[RndTbl] poor drive/array performance

Thu Apr 14 04:27:52 CDT 2016

On 2016-04-11 Trevor Cordes wrote:
> I'm getting extremely bizarre low FS performance.
> 
> 262144000 bytes (262 MB) copied, 26.1413 s, 10.0 MB/s
> 
> My only thoughts now are firmware problems, bios setting problems, or 
> cable problem.  I need to go onsite to check all three.

Problem was...

Drum roll please.....

cable!

But a lesson to learn.  First, after I looked long and hard at the
cable that came with the Intel server board, the one I had used, it
probably was only a 3G/s cable.  They gave me two weird cables that had
2 SATA cables taped together on each.  Since this is a 1 year old
board, and no other cables were included, I figured they gave me 6G/s
cables.  Nah, let's confuse the system builders and give them no 6's
with this board!

Second mistake, I had put this 3G/s cable in the 2 6G/s ports.  I think
the rust drive is too old to be 6G/s, but the SSD is surely 6.

Here's where it gets interesting: I guess SATA doesn't autodetect cable
capability, like, say, IDE with 40 vs 80 conductor.  I'm not terribly
surprised, but still, one would have hoped it would auto-negotiate
*the cable capacity*.  I know this because SMART confirmed the drive was
running in 6G/s mode.
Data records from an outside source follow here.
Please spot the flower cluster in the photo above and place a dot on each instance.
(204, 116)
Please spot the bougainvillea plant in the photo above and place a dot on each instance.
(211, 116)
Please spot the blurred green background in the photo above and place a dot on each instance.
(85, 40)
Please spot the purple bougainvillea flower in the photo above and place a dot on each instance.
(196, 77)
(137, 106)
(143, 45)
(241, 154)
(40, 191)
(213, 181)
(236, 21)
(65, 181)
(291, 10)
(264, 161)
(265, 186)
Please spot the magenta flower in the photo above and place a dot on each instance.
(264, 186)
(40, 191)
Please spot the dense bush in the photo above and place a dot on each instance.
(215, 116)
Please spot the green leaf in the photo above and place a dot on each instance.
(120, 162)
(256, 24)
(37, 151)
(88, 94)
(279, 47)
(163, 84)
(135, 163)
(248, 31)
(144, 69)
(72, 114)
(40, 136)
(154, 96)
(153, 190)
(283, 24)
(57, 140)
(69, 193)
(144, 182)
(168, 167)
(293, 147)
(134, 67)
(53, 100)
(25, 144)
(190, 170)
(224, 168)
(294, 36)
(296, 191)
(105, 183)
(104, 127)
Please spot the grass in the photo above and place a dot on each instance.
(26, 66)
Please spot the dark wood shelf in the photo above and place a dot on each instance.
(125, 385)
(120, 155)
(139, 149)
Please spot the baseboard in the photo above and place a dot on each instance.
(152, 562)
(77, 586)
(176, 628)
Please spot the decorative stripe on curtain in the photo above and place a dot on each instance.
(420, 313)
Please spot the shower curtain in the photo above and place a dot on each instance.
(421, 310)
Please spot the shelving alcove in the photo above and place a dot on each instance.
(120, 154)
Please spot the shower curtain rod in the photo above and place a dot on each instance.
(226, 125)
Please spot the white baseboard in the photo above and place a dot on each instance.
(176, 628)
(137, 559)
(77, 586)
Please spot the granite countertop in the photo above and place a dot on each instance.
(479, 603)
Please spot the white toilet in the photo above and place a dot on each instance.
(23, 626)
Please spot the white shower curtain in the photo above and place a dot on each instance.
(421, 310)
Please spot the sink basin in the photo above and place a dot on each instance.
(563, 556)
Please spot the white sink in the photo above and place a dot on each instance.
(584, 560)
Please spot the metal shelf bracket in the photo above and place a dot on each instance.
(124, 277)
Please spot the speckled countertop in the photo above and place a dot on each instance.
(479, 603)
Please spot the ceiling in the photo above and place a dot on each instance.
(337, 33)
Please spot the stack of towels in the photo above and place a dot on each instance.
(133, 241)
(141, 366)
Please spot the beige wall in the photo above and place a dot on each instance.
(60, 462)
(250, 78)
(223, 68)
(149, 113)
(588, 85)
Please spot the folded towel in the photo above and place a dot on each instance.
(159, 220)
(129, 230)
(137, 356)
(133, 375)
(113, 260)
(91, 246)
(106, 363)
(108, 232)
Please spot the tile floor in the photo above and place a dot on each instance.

Lesson learned

Even weirder was that this even worked at all to produce a relatively
stable, non-data-corrupting setup that would give consistent 7-14MB/s
speed.  It's like it was shooting electrons down at way too high a
speed and the odd one would get through ok.  I'm sure it must be
checksumming/ECC on the SATA bus that was saving the day.  Must be
robust!  I actually find this quite amusing.

Stranger still was the asymmetric wonkiness: my read tests were showing
~400MB/s reads while writes were still ~10MB/s.  Huh?  Still puzzled on
that one.  Maybe the drive speaks to the controller with slightly more
voltage due to different manufacturing tolerances?  Who knows.  Or
maybe it's some weird effect of the placement of the pair of wires for
R vs W, like outside edge of the cable vs inside?

Finally, I think I've guessed why the write test to /boot, which was
non-degraded RAID-1 (1 SSD + 1 rust), was faster than the test to
just / (1 SSD): dd with fdatasync on top of the RAID-1 layer must have
been waiting for the RAID layer to say things were synced, and the RAID
layer *must* be satisfied things are synced when only *1* drive
completes.  That would make sense, though in my mind I would have
thought it would demand 2 be synced.  I suppose RAID and its superblock
updating or whatever is being really smart about this.  Just a guess.

End of the day I'm now getting 400MB/s read on big files, and 500MB/s
write using the previously discussed tests.  Woohoo!